大人を含めてこの問題を知らない人が多いわけで、自分たちは関心があって特別に学ぶ機会があったのはすごい特例で、誰もがこの問題にここまで真摯に向き合い再審法改正になにか行動するとか必要ないと思いますが、まずはこの問題を若い人たちが一人でも多く知ることが大事だと思います。問題を知る人が多くなることで、より解決に近づくんじゃないかと思っています。

早川

若い人も大人も、こういう社会の仕組みについて知らないことがたくさんあると思っていて、そういうことをもっと自分から知りにいくことが、自分の身を守ることにつながり、他人を傷つけないことにもつながると思うので、もっといろんな情報を自分から取りにいく姿勢は大事だと思います。みんなにSNSで発信することはできても、受け取るかどうかはその人たち次第なので、もっと受け取ろうと思う人たちが増えてくれることが大事だと思います。

image

- どのようにしたらこの問題を解決に近づけるか、少しでも被害を小さくできるか。

今西

「えん罪」被害者を救うという面では、再審制度は今もあるんですが、それをまったく生かせていないと思います。再審を決定するまでの段階で争っているので、まずは再審を行い、そこで無罪か有罪かを争うべきだと思います。今は再審開始の決定に喜んでいるわけで、冷静に考えてちょっとおかしいと思います。まだ無罪が決まったわけではなく本来は通過点なのに、そこのハードルが高すぎてそれを低くすることが大事だと思います。その原因が今の再審法なので、改正していくことが「えん罪」被害者をより多く救う道になると思います。

早川

日本に住む人たちが再審について興味を持ち注目を集めることで、検察側も弁護側もちゃんとしているか、おかしな点がないか、日本全国で再審をチェックする仕組みが作られて、もっと慎重になり客観的に見て不公平なことが少なくなるんじゃないかと思います。再審法の改正はすごく難しく長い道のりだと思うので、その間に「えん罪」被害者がいかに早く救われるかも、国民の関心とか全員で注目するというのが今は大事だなと思います。

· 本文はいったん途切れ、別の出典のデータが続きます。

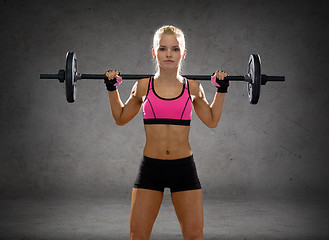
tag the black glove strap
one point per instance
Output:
(109, 84)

- 再審法改正に向けた広報を日弁連で取り組んでいますが、感想や意見を聞かせてください。

今西

再審法を改正するには国民の意見が大事になってくるので、この問題をとにかく知ってもらい、現状を改善するときがきたら動いてもらえるように、とりあえず知ってもらうことが大事だと思います。

早川

日弁連のウェブサイトでもわかりやすくまとめていて、そういう身近にわかりやすく見られる状況を作ることが第一歩と思います。関心・興味を募るには、難しいままではみんな見ようとしないので、そういう工夫が大事だなと思いました。